Netflix axes production on Turkish series over pressure from state to remove gay character

Ben Arnold
·Contributor
·2-min read
San Diego, California, USA - March 21, 2011: A closeup of a movie or TV show buffering on a computer through Netflix's "Watch Instantly" service, which allows users to stream content directly to their computer or TV through the internet.
Netflix (Credit: Getty)

Netflix has axed its plans to produce an original drama series made in Turkey after pressure from authorities to remove a gay character.

According to the Financial Times, the drama, called If Only, was even refused a production licence to film the show because of the character's sexuality.

In a translated quote for Turkish film site Altyazi Fasikul, the show's creator Ece Yörenç said: “Due to a gay character, permission to film the series was not granted and this is very frightening for the future.”

The show, which starred actress Özge Özpirinçci, pivoted on an unhappily married woman who is shifted back in time to the moment when her husband proposed to her.

In a statement, Netflix said: “Netflix remains deeply committed to our Turkish members and the creative community in Turkey.

Read more: Brazilian supreme court overturns ‘gay Jesus’ comedy ban

“We are proud of the incredible talent we work with. We currently have several Turkish originals in production — with more to come — and look forward to sharing these stories with our members all around the world.”

It's thought that rather than bow to pressure to alter the story, the project was cancelled instead.

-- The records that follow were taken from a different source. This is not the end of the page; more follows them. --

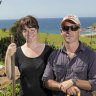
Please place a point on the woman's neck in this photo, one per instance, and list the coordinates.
(32, 45)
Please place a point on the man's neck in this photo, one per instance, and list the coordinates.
(72, 47)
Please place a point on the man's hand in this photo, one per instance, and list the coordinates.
(73, 90)
(66, 85)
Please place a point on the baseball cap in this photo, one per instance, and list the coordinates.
(73, 18)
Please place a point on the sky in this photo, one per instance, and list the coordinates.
(15, 9)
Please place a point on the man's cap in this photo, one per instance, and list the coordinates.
(73, 18)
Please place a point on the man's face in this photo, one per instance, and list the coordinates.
(70, 32)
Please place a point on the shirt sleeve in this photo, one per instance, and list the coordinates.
(92, 72)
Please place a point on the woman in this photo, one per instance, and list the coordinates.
(30, 59)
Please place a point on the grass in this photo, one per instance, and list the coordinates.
(56, 39)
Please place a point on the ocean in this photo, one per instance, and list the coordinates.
(51, 25)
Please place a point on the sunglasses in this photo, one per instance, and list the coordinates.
(72, 28)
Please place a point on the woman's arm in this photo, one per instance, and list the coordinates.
(9, 53)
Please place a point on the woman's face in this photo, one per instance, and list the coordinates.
(30, 34)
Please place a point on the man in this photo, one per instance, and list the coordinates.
(72, 68)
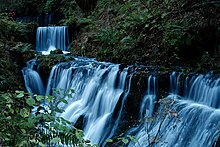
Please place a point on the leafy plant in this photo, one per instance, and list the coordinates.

The Turkish arm of the streaming giant was also targeted in April this year, after rumours began spreading on social media that a gay character was set to appear in the teen drama Love 101, and was set to air on 24 April, the beginning of Ramadan.

At the time, Ebubekir Sahin, president of the Radio and Television Supreme Council, told Turkish newspaper Yeni Akit: “We will not tolerate broadcasts that are contrary to the national and spiritual values of our society.”

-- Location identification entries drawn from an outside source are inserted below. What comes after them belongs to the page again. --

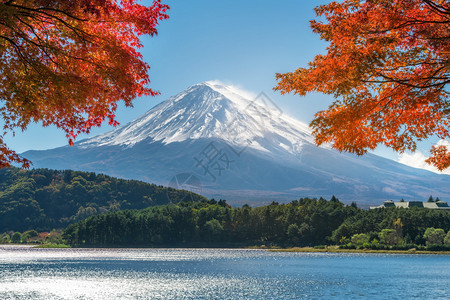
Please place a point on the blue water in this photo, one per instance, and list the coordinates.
(27, 273)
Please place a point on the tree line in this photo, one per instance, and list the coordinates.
(304, 222)
(44, 199)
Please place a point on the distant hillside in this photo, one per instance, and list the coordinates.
(44, 199)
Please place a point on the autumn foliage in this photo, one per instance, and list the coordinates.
(68, 62)
(387, 65)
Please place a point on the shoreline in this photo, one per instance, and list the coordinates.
(363, 251)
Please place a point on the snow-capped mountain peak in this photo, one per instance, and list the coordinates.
(212, 110)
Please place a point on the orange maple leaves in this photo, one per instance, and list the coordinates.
(68, 63)
(388, 67)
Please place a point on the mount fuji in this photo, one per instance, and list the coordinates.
(225, 143)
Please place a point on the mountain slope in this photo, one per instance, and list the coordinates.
(241, 148)
(44, 199)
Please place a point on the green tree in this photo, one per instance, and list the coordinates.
(360, 238)
(447, 238)
(389, 237)
(434, 235)
(293, 233)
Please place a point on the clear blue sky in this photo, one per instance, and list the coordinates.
(239, 42)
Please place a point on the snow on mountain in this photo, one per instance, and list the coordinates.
(175, 139)
(212, 110)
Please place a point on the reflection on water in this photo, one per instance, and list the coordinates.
(27, 273)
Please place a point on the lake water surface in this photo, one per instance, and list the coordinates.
(27, 273)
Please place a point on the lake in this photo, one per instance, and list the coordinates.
(27, 273)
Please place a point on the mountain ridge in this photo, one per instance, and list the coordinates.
(259, 153)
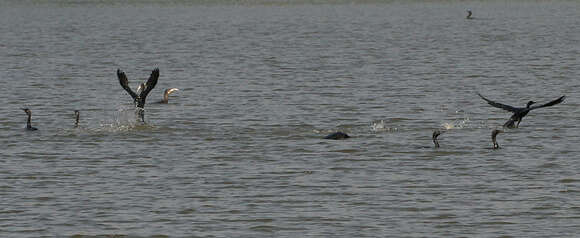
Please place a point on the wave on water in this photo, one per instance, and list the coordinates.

Many also weighed in on Twitter, branding the streaming platform 'Islam's enemy' and calling for it to be banned, claiming that the Ramadan air date was planned on purpose.

Netflix Turkey responded: “A lot of false information is spreading from fake accounts... believe only what you hear from us about the series and the characters, not the rumours.”

The streamer aired its first ever Turkish original series The Protector last year.